Comprehensive exams for my PhD, climbing trip to Tieton, work retreat on Whidbey Island, wedding on Orcas Island, intensive motorcycle endorsement class. Amid this backdrop of busy-ness, things were getting ripe in the garden. Pears picked and eaten (how to make them last longer?), melons picked and eaten (small, but so good!), raspberry vines heavy with their first crop, and tomatoes, tomatoes, tomatoes.
Some photos of the past month in gardenland:
First there was the last of the E.Wa peaches and tomatoes to can, blueberry-peach jam too from our trip to Linbo Blueberry Farm in Puyallup.
Twist the husks off and (try to) wash the soapy tacky coating off the firm skins.
Halve them, then roast skin-side up. Combine with onion, cilantro, hot pepper, and lime juice…
…for the most beautiful PURPLE salsa, if you’ve special volunteers like mine. Like most purple vegetables, the colour is probably temperature-sensitive and would turn green or brown if cooked. I’m fascinated by vegetables (well, fruits usually) with photosensitive purple pigments. If anyone knows more about them, please school me.
Potato harvest! My first-ever. Plants did reasonably well all summer, then de repente in September the chickens decided they like potato leaves.
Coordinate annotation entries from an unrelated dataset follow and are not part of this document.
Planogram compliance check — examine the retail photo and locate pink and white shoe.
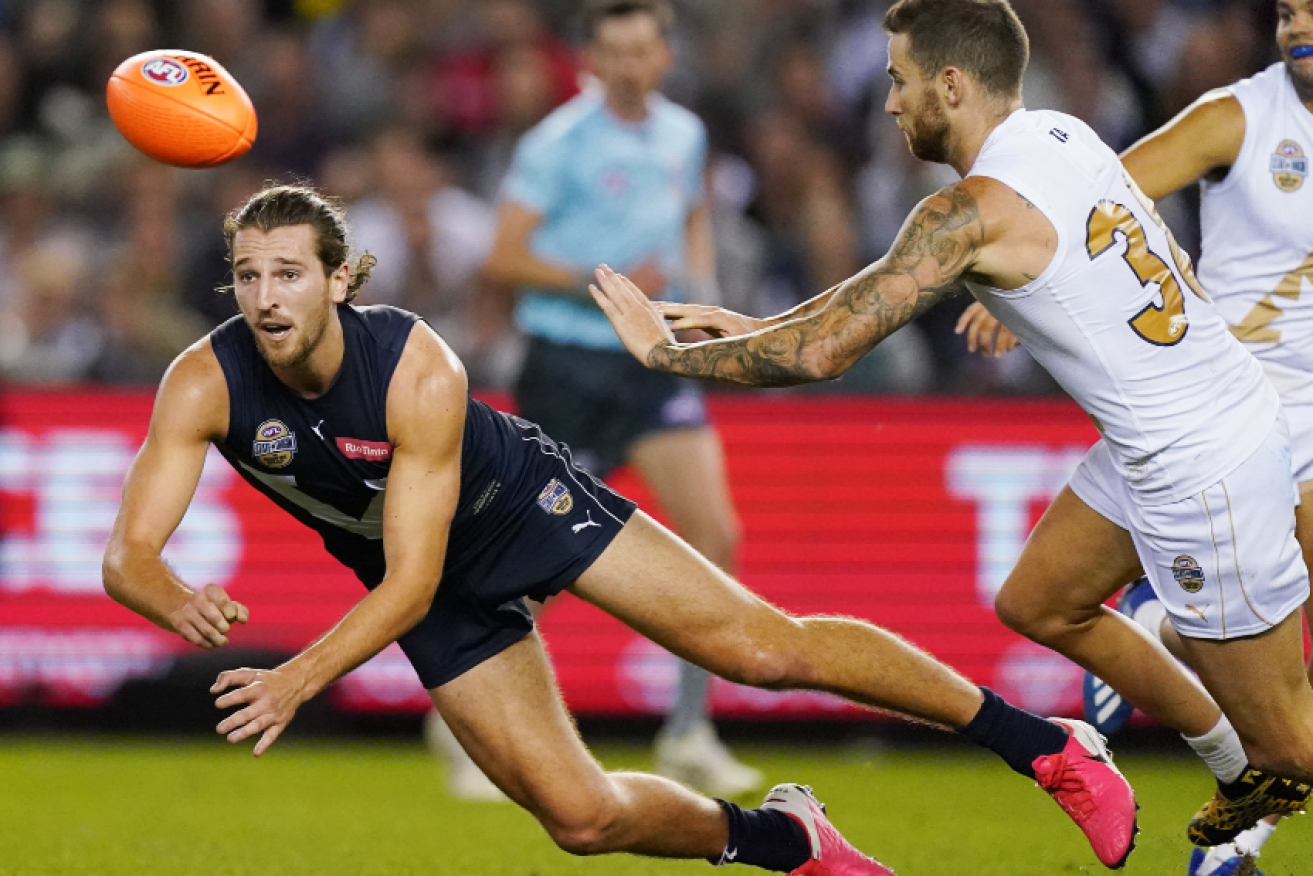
[1032,718,1140,869]
[762,784,894,876]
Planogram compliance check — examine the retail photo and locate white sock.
[1180,714,1249,784]
[1130,599,1167,642]
[1236,821,1276,858]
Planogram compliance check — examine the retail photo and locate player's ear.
[328,261,351,305]
[939,67,966,106]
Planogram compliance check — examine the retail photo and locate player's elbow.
[100,538,127,603]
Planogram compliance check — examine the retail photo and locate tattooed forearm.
[647,185,982,386]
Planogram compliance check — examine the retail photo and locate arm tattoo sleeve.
[647,185,982,386]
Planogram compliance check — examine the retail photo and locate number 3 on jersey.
[1085,201,1205,347]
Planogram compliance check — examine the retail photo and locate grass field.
[0,734,1313,876]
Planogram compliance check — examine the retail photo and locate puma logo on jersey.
[570,511,601,535]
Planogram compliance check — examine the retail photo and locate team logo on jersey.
[251,420,297,469]
[1171,554,1204,594]
[1272,141,1309,192]
[538,478,574,515]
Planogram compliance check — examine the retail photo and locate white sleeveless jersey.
[969,110,1279,504]
[1199,63,1313,405]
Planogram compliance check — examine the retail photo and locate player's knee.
[540,791,621,855]
[722,619,811,691]
[994,586,1087,644]
[994,586,1046,640]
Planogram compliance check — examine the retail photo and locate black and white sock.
[708,797,811,873]
[960,687,1067,779]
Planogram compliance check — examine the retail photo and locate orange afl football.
[105,50,256,167]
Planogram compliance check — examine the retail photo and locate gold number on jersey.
[1085,201,1204,347]
[1232,252,1313,344]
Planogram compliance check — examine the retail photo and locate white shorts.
[1281,402,1313,483]
[1069,416,1309,640]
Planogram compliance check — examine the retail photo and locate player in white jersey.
[960,6,1313,876]
[593,0,1313,846]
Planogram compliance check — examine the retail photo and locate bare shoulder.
[958,176,1058,289]
[956,176,1053,242]
[387,320,469,447]
[1150,88,1245,155]
[1121,88,1245,200]
[151,336,228,441]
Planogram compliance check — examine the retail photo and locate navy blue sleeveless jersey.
[210,305,634,688]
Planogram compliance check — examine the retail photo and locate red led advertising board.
[0,391,1096,718]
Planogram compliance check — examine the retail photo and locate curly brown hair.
[223,183,378,301]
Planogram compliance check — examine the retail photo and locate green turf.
[0,734,1313,876]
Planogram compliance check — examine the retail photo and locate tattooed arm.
[593,183,983,386]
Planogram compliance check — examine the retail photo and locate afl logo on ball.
[1171,556,1204,594]
[142,58,192,85]
[538,478,574,515]
[1272,141,1309,192]
[251,420,297,469]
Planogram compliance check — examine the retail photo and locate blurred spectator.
[0,0,1275,391]
[431,0,579,141]
[747,110,860,313]
[249,29,332,177]
[0,235,104,383]
[88,162,209,385]
[348,127,515,386]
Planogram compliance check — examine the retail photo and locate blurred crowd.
[0,0,1275,393]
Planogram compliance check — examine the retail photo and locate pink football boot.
[1033,718,1140,869]
[762,784,894,876]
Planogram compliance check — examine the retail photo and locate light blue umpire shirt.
[500,88,706,351]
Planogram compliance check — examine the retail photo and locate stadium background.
[0,0,1306,873]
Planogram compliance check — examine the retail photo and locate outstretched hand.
[657,301,765,338]
[210,668,305,758]
[168,584,251,649]
[956,301,1020,359]
[588,265,675,365]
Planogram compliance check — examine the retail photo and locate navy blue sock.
[960,687,1067,779]
[708,797,811,873]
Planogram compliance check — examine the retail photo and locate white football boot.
[761,784,895,876]
[657,721,765,800]
[424,709,508,802]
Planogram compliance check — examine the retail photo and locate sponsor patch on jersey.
[1171,554,1204,594]
[251,420,297,469]
[334,439,393,462]
[1272,141,1309,192]
[538,478,574,515]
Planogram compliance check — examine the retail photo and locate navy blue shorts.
[397,418,637,688]
[515,338,706,478]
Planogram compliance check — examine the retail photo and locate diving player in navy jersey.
[104,185,1134,876]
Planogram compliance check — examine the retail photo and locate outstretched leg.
[431,634,729,858]
[995,487,1221,737]
[429,633,893,876]
[571,511,1136,867]
[570,511,983,729]
[629,427,764,797]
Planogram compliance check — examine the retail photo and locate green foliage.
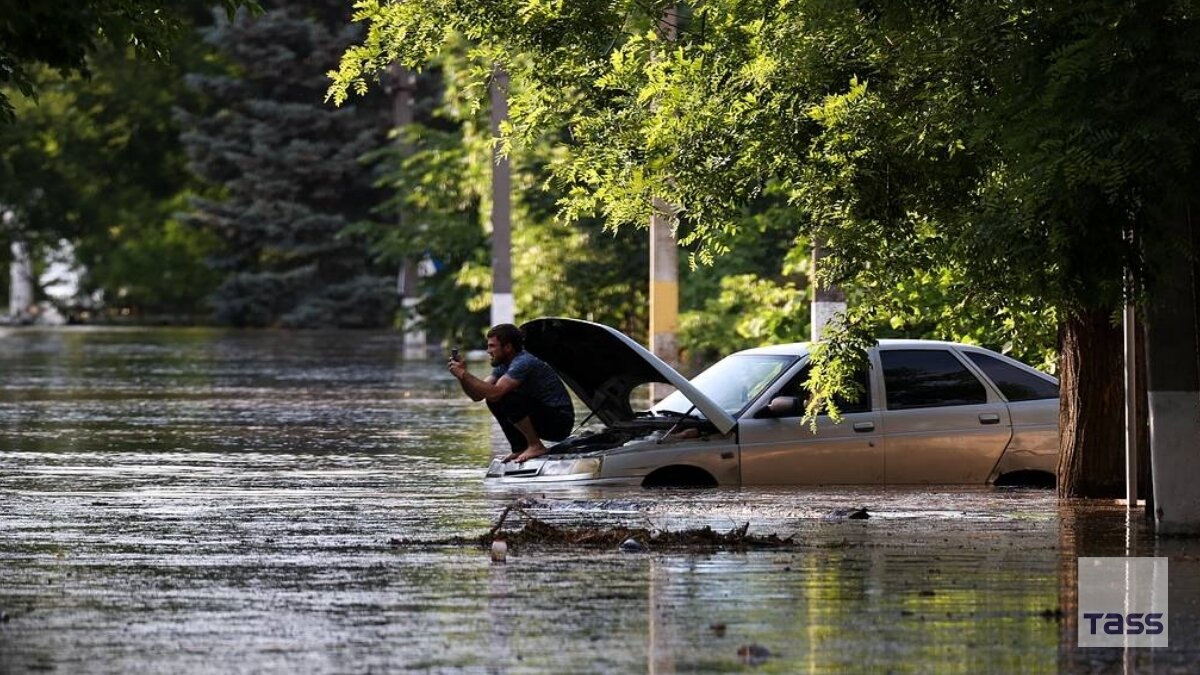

Pecked the stalks clean over a couple of weeks (yes, nightshade foliage is supposed to be toxic – the birds generally take good care of themselves though, and they seem fine).
My boxes were 30×30 inches, with dirt ultimately piled a foot above the ground. Interestingly, only one variety set any potatoes above the original soil line. Red Sangre: 9 pounds!
Purple Viking fared poorly. Later I read that it is a compact early variety. It appeared to suffer from being mostly buried when I tried to train the plants to tower. 3 pounds.
Russett Norketah. Did very well for being in the shadiest spot. 7 pounds.
One afternoon’s tomato harvest from the back yard along the bottle wall. Mostly roasting these for dinner and making pico de gallo to freeze. And fresh tomato slices with basil, balsamic vinegar, and buffalo mozzarella. We are so blessed.
Buttercup squash from the front yard. Poor yield – 1/plant. Placed too close together, eventually succumbed to powdery mildew. Scott is not impressed. His position is that those three squash could have been 100 tomatoes!
Did you try to train your squash up or let it spread?
I always train my squash cause I don't have a lot of space, but squash don't really want to grow up – they want to cascade down. So I'll be thinking whether there is somewhere I can plant them next year to try this for yield comparison. Maybe on the roof??